Concernant les mesures sanitaires prises au sein des magasins? "Depuis le début de la crise, nous introduisons continuellement des mesures dans tous les magasins de Colruyt Group. Ce faisant, nous suivons les instructions du gouvernement et procédons à des ajustements constants. Notre personnel de vente reçoit des mises à jour quotidiennes."
Cela implique, entre autres, les éléments suivants, explique Colruyt dans un communiqué:
- "L'instruction du gouvernement de maintenir une distance de 1,5 mètre entre les personnes.

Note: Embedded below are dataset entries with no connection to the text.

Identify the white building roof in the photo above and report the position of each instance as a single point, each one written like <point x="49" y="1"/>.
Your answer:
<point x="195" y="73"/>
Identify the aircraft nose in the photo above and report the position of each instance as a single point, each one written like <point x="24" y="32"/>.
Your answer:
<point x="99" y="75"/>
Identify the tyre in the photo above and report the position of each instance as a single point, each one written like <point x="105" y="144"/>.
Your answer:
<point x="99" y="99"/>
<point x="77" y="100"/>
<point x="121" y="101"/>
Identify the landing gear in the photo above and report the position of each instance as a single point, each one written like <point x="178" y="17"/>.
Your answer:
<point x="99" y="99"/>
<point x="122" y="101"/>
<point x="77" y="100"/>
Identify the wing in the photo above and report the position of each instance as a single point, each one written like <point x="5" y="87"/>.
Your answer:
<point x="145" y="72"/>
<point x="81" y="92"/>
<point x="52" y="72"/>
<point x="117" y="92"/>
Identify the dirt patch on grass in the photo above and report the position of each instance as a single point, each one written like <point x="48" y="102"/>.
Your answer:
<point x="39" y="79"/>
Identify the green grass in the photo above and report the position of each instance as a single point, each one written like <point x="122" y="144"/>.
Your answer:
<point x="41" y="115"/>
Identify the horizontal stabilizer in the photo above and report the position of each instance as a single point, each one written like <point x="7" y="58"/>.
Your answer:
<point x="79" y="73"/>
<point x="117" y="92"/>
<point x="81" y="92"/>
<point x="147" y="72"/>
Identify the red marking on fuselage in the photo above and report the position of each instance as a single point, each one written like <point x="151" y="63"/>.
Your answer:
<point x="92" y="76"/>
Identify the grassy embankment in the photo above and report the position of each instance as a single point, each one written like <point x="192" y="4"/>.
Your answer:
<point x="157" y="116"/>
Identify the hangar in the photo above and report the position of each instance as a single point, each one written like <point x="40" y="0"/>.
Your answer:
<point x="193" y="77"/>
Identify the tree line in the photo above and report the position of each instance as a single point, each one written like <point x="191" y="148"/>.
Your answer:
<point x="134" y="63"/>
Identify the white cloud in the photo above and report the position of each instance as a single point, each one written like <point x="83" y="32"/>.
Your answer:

- Les files d'attente aux caisses
- La règle qui consiste à autoriser 1 chariot (client) par 10m² dans le magasin ;
- La mesure selon laquelle chaque client peut rester dans le magasin pendant 30 minutes au maximum ;
- Les mesures "stop and go" existantes restent en vigueur (steward à l’entrée du magasin).
- Il est essentiel de se laver les mains régulièrement et l'utilisation d'eau et de savon est la plus efficace. La mesure actuelle reste en vigueur : les employés se lavent les mains toutes les demi-heures et les changements de personnel sont calculés à cette fin ;
- Nous continuerons également à fournir des gels désinfectants aux employés des caisses enregistreuses, entre autres.
- Gants pour tous les employés sur le lieu de travail
- Nous fournissons des masques buccaux au personnel de nos magasins. Ils sont libres de choisir de les porter ou non (à condition qu'ils le fassent conformément aux instructions correctes d’utilisation). Nous les mettons à disposition, en suivant les instructions du dernier décret ministériel. Si cela devait changer, nous ajusterons bien sûr notre politique - nous attendons de nouvelles instructions du gouvernement.
- Déploiement des écrans en plexiglas au niveau des caisses (là où l’on paie).
- Désinfection régulière des surfaces touchées avec les mains (poignées, poignées des congélateurs, ...).
- Désinfection continue des chariots (à l'entrée du magasin et depuis cette semaine également au "changement de chariot" à la caisse pour les formules du magasin où cela est applicable (c'est-à-dire le chariot avec lequel le client sort).
- Dans les magasins, des affiches de l'AFSCA indiquent aux clients d'acheter ce qu'ils touchent.
- Nous continuons également de demander à nos clients de respecter strictement les règles et de prendre leurs responsabilités et leur civisme dans l'intérêt de tous : se laver régulièrement les mains, garder ses distances, ne pas se toucher le visage et acheter ce qu'ils touchent. Nous leur recommandons également de laver les fruits et légumes à la maison avant de les consommer."